\vspace{-1em}
\section{Related Work}
\textbf{Speech Tokenization}
Speech tokenizers, which transform a audio clip into discrete tokens, can be categorized into two directions. The neural acoustic codecs~\citep{soundstream,neuralac,audio_rvqgan,wavtokenizer} target at reconstructing high-quality audio at low bitrates. The semantic tokens~\citep{hubert,w2vbert} are extracted from speech representations learned with self-supervised learning on speech data. Speechtokenizer~\citep{speechtokenizer} unifies semantic and acoustic tokens as different residual vector quantization (RVQ) layers, but it also suffers from expansion of sequence length. Cosyvoice~\citep{cosyvoice} proposes the supervised semantic tokenizer derived from a speech recognition model, and successfully apply the tokenizer to text-to-speech synthesis. The application of the tokenizer on speech language modeling is not explored.

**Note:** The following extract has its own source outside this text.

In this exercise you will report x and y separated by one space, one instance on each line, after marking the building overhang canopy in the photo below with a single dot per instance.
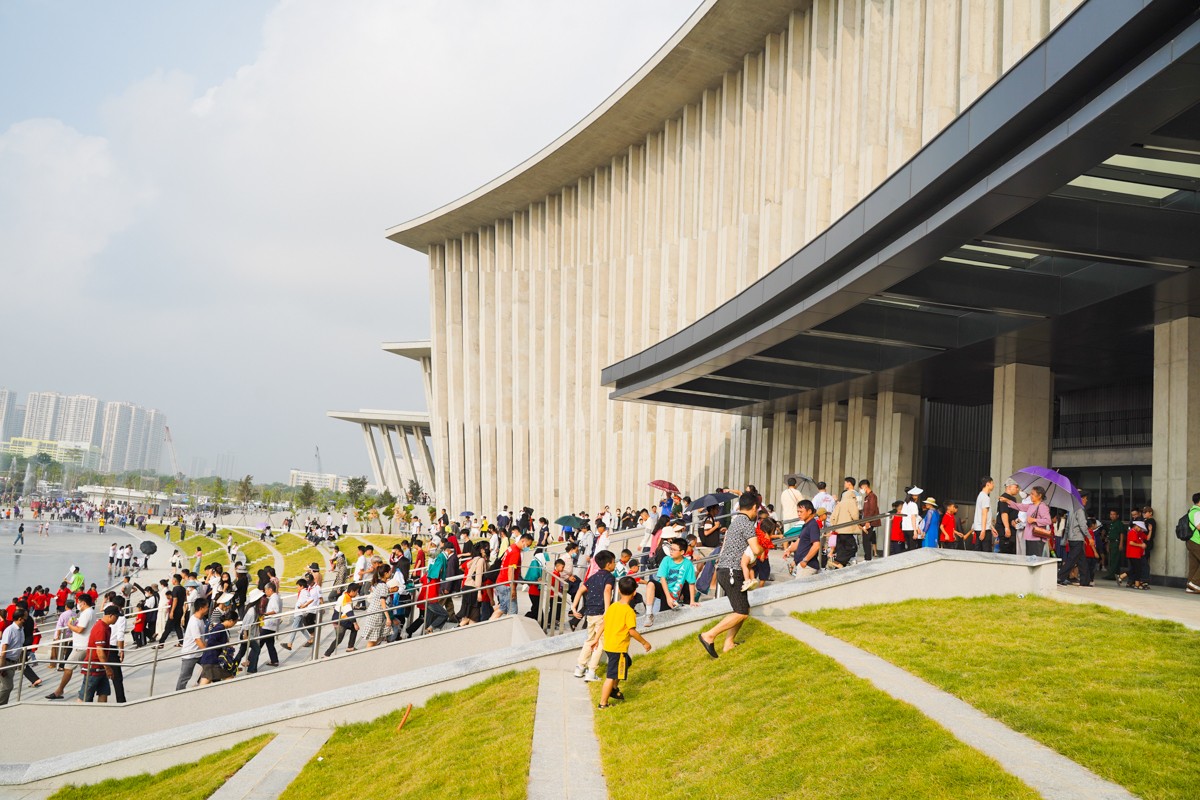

\textbf{Speech-Text Pre-training}
GSLM~\citep{GSLM} proposes the generative spoken language modeling task, which trains the next-token-prediction objective on discrete semantic tokens produced by self-supervised learning. AudioLM~\citep{AudioLM} proposes a hybrid tokenization scheme that combines semantic tokens with acoustic tokens from a neural audio codec~\citep{soundstream}. TWIST~\citep{TWIST} trains the speech language model using a warm-start from a pretrained text language model, specifically OPT~\citep{OPT}. Moshi~\citep{moshi} scales up the size of natural speech data in TWIST to 7 million hours. Spirit-LM~\citep{spiritlm} further extends TWIST by adding speech-text interleaving data curated from speech-text parallel corpus. However, the scarcity of parallel corpus restricts the scale of interleaving data. 

\textbf{End-to-End Spoken Chatbots} Early works in speech-to-speech models mainly focus on processing tasks like speech translation~\citep{speechnet,speecht5}. Since success of ChatGPT in text-based chatbots, many works have explored methods to develop speech-based chatbots that can understand and respond in speech. Speechgpt~\citep{speechgpt} proposes to combine existing large language models (LLM) with discrete speech representations to obtain speech conversational abilities.
% Qwen-audio~\citep{qwen-audio} expands the range of audio types and tasks in audio-to-text instruction tuning.
Moshi~\citep{moshi} proposes a full-duplex spoken dialogue framework based on their pretrained speech language model. Llama-omni~\citep{llama-omni} and Mini-omni~\citep{mini-omni} both propose light-weight alignment methods that transform an open language model into spoken chatbots.